Michael Hultquist - Chili Pepper Madness says
Hey, Bryan. Some Cajun seasoning brands contain salt, so that can certainly be a factor. I usually make my own blend without salt then add salt to taste to avoid these types of issues. I love Slap Ya Mama blend, though, but would taste and adjust as I go along. Sorry for the issue.
Tom Fiore says
Start with Old Bay seasoning instead of premixed Cajun seasonings. All of them seem to love their salt way too much. With the heat in Old Bay you probably don't need much of any salt to get good flavor.
Mike Hultquist says
Old Bay seasoning is mentioned in the recipe post as an alternative. Definitely review the salt content of any store bought seasoning. They can often be quite high, which is a reason I like to make my own blends.
Coconut says
Was in search of a nice cajun-type sauce for my Mardis Gras-themed dinner, and Googled upon this site. Only made the sauce part of this recipe...but even just that is amazing! Will definitely be making this again. Thanks so much for sharing your fabulous recipe.
Michael Hultquist - Chili Pepper Madness says
Thanks, Coconut! I LOVE the sauce, too!
Jen says
The cajun sauce in this recipe is really unique! It gives them that extra something. Can't wait to make them again for a crowd.
Marie says
These crab cakes look delicious and super flavourful! The cajun sauce sounds fantastic and I could see myself using it in other recipes too!
georgie says
these look amazing, I really want to start eating more seafood based meals so these would be perfect! I love salmon patties so only can imagine I'd love these!
Michael Hultquist - Chili Pepper Madness says
These will definitely get you eating more seafood, Georgie! Enjoy.
Jillian says
These crab cakes look fabulous and I love the idea of cajun kick of flavor!
Michael Hultquist - Chili Pepper Madness says
Yes! Awesome!
Jenna says
MMM. I was looking for a crab cake recipe to surprise my husband who is from the East Coast. Can't wait to make this for Christmas eve.

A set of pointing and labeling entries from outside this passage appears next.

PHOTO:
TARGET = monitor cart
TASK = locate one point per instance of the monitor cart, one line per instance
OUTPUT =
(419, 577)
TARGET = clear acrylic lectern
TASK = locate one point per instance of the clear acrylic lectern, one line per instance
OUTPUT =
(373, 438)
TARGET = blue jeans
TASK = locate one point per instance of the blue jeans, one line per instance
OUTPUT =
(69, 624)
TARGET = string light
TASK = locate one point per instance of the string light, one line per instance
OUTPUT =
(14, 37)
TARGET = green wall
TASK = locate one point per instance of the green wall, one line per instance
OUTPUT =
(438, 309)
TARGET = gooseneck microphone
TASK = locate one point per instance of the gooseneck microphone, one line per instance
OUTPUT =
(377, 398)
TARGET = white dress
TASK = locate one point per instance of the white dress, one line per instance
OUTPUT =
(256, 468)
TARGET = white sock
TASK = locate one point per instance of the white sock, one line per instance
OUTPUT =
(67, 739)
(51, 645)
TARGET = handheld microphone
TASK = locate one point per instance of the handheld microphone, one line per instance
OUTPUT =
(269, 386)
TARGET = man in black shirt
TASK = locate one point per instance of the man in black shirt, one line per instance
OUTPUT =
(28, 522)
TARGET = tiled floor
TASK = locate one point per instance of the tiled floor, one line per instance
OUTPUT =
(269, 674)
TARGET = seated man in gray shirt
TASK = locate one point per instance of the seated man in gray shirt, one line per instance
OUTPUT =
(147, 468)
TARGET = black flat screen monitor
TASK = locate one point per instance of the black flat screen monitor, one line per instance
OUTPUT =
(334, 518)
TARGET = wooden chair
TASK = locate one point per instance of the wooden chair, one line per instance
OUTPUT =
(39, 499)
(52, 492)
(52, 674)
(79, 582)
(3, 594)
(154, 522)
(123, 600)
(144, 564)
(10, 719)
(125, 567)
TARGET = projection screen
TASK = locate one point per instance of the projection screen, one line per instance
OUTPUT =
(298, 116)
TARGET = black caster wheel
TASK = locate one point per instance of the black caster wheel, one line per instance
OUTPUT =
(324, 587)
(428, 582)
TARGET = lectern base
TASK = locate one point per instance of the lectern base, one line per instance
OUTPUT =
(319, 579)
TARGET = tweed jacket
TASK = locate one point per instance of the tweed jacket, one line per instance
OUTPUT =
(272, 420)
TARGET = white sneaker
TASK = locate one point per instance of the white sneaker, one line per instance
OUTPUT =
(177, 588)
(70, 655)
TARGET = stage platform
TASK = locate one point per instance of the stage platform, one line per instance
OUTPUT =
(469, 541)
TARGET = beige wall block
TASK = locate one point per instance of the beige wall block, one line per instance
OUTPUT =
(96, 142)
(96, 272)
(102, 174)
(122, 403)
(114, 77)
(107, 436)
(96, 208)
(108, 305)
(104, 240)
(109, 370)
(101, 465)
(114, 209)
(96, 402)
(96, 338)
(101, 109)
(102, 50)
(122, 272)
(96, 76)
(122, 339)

Michael Hultquist - Chili Pepper Madness says
Perfect timing!
Michael Mantle says
Love crab and salmon cakes but my wife is allergic to eggs and can’t find a recipe or a substitute with out egg.
Michael Hultquist - Chili Pepper Madness says
Michael, I would use some olive oil instead of eggs. I believe it will bind nicely that way. Let me know how it turns out for you.
India says
You can use flax seed and water for substitute! It’s super easy! I’ve used it for egg substitute plenty of times
Michael Hultquist - Chili Pepper Madness says
Great, thanks!
Tom says
I love crab but the wife hates it. do you think this would work with salmon?
Michael Hultquist - Chili Pepper Madness says
Tom, yes, this would totally work. I also have a recipe for Salmon Patties you might check out as well. Let me know how they turn out for you.
Jeremie says
Looks absolutely delicious! I'll try that in the next days, thank you Mike!
Michael Hultquist - Chili Pepper Madness says
Great, Jeremie! Enjoy.
Jeremie says
Done! Hmm, this one was gorgeous, a rich lemony sauce, solid cakes full of flavors… that’s definitevely a win! …and I love your videos, Mike!
Michael Hultquist - Chili Pepper Madness says
Awesome, Jeremie. Glad you enjoyed them. And the videos. Thanks!